Depression and anxiety are common among morbidly obese patients who have weight loss surgery. In a 2011 study, Jonathan Finks, an assistant professor of surgery of University Michigan and his co-authors observed that 46% of the patients receiving weight loss surgery had a psychiatric disorder.
They examined data from the Michigan Bariatric Surgery Collaborative that contains data of more than 26,000 patients who have undergone weight loss surgery since 2006. The surgeries included gastric bypass, gastric sleeve, gastric banding, and the duodenal switch (similar to gastric bypass, but keeps some stomach and passes most of the intestine).
Before the surgery, 72% of patients with depression used antidepressants. A year after bariatric surgery, the percentage of people taking antidepressants dropped to 60%. Finks added that the percentage of people responding to the surveys a year later dropped to just 31%.
While weight loss alone can’t cure clinical depression, most post-surgical patients do report a significant improvement in their mood and outlook on life.

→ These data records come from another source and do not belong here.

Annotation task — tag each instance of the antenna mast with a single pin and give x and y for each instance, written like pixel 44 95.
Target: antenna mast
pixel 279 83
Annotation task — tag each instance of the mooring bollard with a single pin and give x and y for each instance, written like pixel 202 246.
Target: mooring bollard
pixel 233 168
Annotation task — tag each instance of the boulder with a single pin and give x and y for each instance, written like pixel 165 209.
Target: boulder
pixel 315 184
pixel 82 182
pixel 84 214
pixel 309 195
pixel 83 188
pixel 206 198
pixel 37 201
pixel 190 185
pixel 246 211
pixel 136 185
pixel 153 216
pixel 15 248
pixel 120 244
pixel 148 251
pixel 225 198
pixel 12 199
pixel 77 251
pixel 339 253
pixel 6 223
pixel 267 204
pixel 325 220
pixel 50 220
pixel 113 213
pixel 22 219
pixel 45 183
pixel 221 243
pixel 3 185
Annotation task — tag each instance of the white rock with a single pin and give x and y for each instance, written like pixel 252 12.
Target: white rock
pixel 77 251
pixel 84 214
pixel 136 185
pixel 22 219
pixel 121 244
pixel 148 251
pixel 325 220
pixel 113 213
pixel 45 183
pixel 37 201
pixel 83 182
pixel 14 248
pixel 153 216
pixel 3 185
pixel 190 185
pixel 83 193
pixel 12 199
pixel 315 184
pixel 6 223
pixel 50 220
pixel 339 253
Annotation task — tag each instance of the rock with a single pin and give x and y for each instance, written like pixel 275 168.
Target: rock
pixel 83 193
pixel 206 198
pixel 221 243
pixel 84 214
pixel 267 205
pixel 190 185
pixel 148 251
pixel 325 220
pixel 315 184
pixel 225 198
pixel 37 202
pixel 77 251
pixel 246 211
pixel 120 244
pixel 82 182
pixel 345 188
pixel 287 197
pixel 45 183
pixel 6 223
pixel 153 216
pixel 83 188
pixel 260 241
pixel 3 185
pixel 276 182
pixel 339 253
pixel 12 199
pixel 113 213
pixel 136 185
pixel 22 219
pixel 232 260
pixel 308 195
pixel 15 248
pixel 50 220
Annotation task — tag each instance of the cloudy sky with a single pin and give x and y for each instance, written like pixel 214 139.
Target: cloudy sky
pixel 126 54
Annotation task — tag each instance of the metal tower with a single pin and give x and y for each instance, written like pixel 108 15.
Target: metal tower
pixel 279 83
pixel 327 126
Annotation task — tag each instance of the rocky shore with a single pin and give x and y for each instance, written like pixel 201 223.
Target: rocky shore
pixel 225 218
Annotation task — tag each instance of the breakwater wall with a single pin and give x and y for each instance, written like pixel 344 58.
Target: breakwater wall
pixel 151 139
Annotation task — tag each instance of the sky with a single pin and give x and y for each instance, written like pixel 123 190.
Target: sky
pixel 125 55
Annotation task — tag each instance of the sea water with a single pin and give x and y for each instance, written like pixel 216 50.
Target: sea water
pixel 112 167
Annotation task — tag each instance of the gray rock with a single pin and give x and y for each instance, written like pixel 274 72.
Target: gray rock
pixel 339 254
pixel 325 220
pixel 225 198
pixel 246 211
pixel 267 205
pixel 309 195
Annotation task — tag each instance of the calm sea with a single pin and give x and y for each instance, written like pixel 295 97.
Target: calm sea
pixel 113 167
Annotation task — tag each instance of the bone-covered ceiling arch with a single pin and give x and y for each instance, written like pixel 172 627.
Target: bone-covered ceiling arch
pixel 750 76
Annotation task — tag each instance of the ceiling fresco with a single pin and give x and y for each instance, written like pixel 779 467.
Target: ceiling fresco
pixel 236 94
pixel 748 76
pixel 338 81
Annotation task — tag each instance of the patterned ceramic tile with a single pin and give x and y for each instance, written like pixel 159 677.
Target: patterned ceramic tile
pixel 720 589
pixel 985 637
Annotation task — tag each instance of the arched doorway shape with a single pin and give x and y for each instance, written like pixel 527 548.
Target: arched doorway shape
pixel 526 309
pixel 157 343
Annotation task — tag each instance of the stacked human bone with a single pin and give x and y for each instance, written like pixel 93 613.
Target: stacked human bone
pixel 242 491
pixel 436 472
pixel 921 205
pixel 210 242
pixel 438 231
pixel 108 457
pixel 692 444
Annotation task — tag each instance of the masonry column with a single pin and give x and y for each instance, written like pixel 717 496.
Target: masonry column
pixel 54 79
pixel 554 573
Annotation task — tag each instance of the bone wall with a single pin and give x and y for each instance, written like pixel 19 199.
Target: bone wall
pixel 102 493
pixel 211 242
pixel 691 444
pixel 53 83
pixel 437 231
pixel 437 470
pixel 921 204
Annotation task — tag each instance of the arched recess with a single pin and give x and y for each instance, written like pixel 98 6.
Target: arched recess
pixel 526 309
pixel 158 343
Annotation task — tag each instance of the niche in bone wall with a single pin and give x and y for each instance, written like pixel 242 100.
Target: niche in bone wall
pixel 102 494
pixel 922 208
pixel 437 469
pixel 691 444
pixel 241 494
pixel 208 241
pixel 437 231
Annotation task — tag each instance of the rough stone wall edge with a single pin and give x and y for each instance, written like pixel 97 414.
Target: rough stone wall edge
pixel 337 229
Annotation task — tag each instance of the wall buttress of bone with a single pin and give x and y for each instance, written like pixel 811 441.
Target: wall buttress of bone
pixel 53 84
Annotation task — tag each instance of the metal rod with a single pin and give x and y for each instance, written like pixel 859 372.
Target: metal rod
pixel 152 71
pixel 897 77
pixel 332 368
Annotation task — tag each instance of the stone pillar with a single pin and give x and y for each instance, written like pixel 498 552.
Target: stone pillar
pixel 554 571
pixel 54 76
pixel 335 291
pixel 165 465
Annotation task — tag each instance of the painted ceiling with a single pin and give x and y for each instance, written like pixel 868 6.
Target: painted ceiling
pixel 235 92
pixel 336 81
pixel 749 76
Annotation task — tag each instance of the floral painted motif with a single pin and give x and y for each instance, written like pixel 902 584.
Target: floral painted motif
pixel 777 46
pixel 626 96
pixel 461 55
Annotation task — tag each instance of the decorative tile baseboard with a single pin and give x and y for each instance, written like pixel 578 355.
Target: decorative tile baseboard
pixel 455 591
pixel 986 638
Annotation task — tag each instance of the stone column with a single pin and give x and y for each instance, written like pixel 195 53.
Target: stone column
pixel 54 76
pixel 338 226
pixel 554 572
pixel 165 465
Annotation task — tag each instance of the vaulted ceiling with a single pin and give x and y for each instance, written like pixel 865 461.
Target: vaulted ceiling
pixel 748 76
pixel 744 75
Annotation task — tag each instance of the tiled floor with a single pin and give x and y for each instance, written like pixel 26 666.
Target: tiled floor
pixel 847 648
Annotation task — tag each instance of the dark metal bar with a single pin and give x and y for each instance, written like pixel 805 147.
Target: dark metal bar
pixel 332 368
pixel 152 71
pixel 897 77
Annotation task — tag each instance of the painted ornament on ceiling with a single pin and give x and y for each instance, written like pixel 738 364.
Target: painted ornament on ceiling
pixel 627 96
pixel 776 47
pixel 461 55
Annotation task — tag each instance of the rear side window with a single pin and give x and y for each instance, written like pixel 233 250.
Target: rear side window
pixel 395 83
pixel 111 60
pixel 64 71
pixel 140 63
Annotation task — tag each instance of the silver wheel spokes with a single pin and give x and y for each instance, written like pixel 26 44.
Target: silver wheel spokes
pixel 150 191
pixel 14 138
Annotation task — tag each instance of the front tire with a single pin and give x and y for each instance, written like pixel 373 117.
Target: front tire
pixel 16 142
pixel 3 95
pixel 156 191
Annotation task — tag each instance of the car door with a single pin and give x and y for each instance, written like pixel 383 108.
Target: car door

- Can losing weight help my arthritis?
According to the Arthritis Association, studies have shown that even a modest amount of weight loss can have a significant effect on osteoarthritis pain for individuals who are overweight. Osteoarthritis pain is characterized by pain at the knee on beginning motion, such as arising from a chair, and increased pain with prolonged use.
In the early stages of osteoarthritis, the pain is relieved by rest. As the disease progresses, the pain can persist after activity and even interfere with sleep.
Weight loss surgery reduces knee pain in obese people, and the results are similar to those seen in patients who have had a knee replacement, according to a 2014 study.
The study included 20 obese patients who had weight-loss surgery and 40 patients who had total knee replacement due to arthritis. One year after their procedure, the patients who had weight loss surgery reported significant improvements in knee pain. Their results were comparable to the patients who had a knee replacement.